You're an emergency responder at a major European airport. Smoke is coming from a plane, but you can't see which part of the aircraft is on fire. Then a report comes in on your earpiece of an explosion. Meanwhile, other flights are stacking over the airport, waiting to land. What do you do next? Situations like this are extremely rare, but airport staff must be prepared for them. The problem is that training exercises on the ground don't take place often enough to ensure everyone is up to speed. People leave, new staff arrive and procedures change. But the bespoke "airport in a box" software developed by William Wong and his team allows clients like Keflavik airport in Iceland to simulate a critical incident in real time.

Funded by the European Commission FP7, the 12-partner CRISIS project consortium took a core product developed by the Dutch partner E-Semble, XVR, and adapted and extended its functionality to better train the way people make decisions during emergencies. To do so, the team also drew on techniques used in video games and horror movies to create conditions of surprise and startle.

The challenge was to create bespoke virtual reality environments that reacted to users' actions just as VR games do - but much more cheaply, and with the ability to configure a scenario in hours or days rather than months. Staff adopt an avatar such as a firefighter or a triage medic and communicate through headsets and walkie-talkies as the simulation unfolds. Sounds and bright lights convey the enormity of the event, which can be programmed to take place at night or during the day, or even during extreme weather. "We've moved away totally from philosophies where you tell people what's going on," says Professor Wong. "The scenario unfolds before your eyes, requiring the trainee to determine what is happening." Sometimes helicopter noise will prevent an avatar from hearing the instructions from their headset, or their actions inadvertently trigger another accident.
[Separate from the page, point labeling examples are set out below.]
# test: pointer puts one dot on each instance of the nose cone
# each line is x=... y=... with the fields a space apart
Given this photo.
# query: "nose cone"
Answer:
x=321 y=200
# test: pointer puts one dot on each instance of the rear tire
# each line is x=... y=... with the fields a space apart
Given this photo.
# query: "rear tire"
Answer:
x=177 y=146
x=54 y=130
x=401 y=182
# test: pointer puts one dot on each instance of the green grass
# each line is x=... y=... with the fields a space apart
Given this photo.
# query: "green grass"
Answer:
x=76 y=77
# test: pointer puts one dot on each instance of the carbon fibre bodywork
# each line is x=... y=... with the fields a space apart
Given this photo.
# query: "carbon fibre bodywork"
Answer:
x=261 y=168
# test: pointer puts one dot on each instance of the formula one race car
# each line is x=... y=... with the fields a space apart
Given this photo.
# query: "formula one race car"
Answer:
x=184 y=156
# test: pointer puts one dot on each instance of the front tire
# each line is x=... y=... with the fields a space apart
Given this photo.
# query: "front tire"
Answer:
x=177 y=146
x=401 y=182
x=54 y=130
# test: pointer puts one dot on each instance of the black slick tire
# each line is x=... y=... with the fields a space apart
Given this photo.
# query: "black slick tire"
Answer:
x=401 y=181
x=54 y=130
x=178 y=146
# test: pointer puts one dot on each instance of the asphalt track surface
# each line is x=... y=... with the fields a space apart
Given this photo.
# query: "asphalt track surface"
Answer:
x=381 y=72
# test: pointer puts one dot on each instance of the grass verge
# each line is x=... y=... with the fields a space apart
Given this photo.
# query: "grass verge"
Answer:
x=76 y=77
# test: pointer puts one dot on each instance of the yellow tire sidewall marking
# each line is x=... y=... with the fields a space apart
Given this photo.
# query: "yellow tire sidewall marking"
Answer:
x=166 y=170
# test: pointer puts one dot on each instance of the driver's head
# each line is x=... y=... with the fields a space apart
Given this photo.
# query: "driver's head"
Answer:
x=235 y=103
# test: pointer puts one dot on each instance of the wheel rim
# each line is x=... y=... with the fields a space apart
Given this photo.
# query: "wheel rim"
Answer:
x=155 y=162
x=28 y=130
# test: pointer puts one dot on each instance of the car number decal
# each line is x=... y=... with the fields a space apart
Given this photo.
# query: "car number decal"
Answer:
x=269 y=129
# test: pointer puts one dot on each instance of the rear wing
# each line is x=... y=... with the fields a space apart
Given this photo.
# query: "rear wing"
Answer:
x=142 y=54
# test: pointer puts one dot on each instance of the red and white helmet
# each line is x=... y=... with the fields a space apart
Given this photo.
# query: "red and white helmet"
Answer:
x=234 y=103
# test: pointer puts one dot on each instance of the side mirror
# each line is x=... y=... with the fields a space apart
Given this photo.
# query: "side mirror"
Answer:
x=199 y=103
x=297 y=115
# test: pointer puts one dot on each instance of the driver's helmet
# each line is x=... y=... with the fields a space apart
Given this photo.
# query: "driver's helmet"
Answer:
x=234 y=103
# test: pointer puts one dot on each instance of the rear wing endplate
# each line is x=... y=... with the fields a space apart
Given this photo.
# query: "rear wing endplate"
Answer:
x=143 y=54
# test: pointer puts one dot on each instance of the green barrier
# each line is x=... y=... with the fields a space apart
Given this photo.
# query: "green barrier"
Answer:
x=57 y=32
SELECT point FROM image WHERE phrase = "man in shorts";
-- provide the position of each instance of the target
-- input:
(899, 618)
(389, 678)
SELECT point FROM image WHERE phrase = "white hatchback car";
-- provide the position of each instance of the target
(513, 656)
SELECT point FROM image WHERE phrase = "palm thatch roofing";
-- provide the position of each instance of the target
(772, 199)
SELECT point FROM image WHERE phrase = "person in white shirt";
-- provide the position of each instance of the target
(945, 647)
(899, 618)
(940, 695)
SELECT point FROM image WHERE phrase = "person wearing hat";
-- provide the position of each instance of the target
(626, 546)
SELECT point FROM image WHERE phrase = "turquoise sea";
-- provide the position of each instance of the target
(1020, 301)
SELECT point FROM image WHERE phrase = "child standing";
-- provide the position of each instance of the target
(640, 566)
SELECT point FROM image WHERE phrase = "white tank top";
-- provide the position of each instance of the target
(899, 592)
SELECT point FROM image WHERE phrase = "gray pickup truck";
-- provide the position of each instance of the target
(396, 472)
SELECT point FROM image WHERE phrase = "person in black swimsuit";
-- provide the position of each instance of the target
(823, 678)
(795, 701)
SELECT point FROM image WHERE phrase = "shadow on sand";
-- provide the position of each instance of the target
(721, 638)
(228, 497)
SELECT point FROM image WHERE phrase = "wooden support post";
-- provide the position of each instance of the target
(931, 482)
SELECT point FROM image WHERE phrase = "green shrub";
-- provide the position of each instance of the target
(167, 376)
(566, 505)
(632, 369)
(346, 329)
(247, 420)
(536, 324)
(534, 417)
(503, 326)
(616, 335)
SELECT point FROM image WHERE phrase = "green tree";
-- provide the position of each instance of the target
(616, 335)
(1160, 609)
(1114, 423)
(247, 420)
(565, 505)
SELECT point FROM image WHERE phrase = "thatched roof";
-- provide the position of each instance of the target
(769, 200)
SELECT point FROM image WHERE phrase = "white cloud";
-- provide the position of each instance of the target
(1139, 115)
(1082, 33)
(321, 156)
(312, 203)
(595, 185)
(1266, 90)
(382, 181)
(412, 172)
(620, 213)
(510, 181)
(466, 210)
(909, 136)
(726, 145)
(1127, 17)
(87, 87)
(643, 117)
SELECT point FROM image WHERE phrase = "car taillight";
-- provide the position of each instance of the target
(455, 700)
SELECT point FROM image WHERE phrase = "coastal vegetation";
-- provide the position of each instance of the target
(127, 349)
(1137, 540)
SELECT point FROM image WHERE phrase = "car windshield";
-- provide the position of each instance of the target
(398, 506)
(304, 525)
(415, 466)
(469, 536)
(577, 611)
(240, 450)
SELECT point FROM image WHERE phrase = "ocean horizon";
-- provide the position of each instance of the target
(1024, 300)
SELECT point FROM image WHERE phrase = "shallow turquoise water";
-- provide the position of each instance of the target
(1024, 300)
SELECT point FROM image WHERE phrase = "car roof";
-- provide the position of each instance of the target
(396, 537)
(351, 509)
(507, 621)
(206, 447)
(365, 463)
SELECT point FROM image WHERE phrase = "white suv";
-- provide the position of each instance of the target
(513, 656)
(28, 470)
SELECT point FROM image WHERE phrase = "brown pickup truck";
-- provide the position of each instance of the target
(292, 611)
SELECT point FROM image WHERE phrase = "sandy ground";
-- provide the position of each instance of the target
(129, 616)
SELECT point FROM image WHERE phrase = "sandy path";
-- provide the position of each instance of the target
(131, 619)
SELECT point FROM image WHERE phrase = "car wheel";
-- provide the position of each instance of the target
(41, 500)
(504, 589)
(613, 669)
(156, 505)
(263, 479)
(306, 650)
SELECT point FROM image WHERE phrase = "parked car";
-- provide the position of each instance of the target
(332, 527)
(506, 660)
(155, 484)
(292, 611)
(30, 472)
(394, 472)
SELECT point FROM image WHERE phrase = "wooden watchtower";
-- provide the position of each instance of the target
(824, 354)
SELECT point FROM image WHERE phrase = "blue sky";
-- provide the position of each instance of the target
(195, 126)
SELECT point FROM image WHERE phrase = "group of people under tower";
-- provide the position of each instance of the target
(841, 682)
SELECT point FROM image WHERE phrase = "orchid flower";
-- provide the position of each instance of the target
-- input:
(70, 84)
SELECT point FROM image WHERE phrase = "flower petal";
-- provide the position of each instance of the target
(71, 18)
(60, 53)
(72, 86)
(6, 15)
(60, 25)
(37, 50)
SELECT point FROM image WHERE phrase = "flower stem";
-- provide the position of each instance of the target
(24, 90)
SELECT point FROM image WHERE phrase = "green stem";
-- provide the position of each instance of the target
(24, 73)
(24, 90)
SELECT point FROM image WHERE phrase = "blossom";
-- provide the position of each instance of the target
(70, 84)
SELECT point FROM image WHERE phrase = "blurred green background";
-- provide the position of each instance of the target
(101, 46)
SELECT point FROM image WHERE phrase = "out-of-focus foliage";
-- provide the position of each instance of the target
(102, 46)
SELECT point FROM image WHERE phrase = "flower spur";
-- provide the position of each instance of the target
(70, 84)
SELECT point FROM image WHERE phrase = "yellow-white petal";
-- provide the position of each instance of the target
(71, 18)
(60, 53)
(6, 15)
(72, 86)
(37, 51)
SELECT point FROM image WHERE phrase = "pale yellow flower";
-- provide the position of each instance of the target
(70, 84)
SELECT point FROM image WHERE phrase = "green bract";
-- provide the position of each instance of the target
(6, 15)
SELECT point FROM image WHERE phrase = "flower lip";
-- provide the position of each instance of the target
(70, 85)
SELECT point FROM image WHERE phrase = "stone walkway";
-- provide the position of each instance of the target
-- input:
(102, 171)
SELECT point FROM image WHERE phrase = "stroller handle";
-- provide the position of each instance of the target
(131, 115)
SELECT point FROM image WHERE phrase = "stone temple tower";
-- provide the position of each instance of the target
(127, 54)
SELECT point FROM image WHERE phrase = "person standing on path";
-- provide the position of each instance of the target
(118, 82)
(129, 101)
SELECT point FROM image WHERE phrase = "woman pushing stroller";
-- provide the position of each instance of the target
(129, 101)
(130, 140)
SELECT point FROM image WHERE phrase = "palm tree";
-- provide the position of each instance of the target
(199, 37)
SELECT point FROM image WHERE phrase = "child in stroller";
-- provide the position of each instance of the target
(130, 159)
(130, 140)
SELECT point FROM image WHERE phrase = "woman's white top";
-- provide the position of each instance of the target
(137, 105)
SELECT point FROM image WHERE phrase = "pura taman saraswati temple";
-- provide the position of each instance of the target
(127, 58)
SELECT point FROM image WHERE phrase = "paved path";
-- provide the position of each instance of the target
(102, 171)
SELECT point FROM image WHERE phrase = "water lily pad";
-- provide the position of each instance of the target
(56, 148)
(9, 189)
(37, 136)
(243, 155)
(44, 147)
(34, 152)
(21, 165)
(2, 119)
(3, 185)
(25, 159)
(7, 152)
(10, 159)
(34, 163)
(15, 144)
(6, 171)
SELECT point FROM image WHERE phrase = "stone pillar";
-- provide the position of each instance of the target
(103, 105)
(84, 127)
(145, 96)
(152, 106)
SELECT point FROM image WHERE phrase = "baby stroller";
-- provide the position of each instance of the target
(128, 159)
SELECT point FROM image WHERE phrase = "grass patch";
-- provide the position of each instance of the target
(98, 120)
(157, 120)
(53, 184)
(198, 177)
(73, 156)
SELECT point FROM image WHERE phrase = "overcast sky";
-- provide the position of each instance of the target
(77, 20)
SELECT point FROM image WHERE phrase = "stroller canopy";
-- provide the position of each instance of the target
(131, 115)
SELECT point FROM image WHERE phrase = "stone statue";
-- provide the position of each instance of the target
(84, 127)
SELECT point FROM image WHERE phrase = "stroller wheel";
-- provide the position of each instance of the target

The team talked extensively to experts from Lisbon and Reykjavik airports and the British Transport Police, who were involved in handling real emergencies when they designed the software, and identified the drawbacks of previous crisis training. One was resisting pressure from above when circumstances call for it; another was dealing with the startle reaction that sometimes slows down a response. Because scenarios can be played back and analysed, staff can practise handling situations that "throw" them.
Professor Wong's work on the startle reaction and experiential cues has attracted a great deal of interest from both the academic community and organisations involved in crisis management. He and his team have presented papers about CRISIS at the 11th International Conference on Naturalistic Decision Making and the 56th Annual Meeting of the Human Factors and Ergonomics Society. The work goes on to improve crisis simulations. "There's a lot more that we want to do," says Professor Wong. "For one, we would like to build a simulation environment that can intelligently and autonomously change its state, as well as in response to various end-user actions."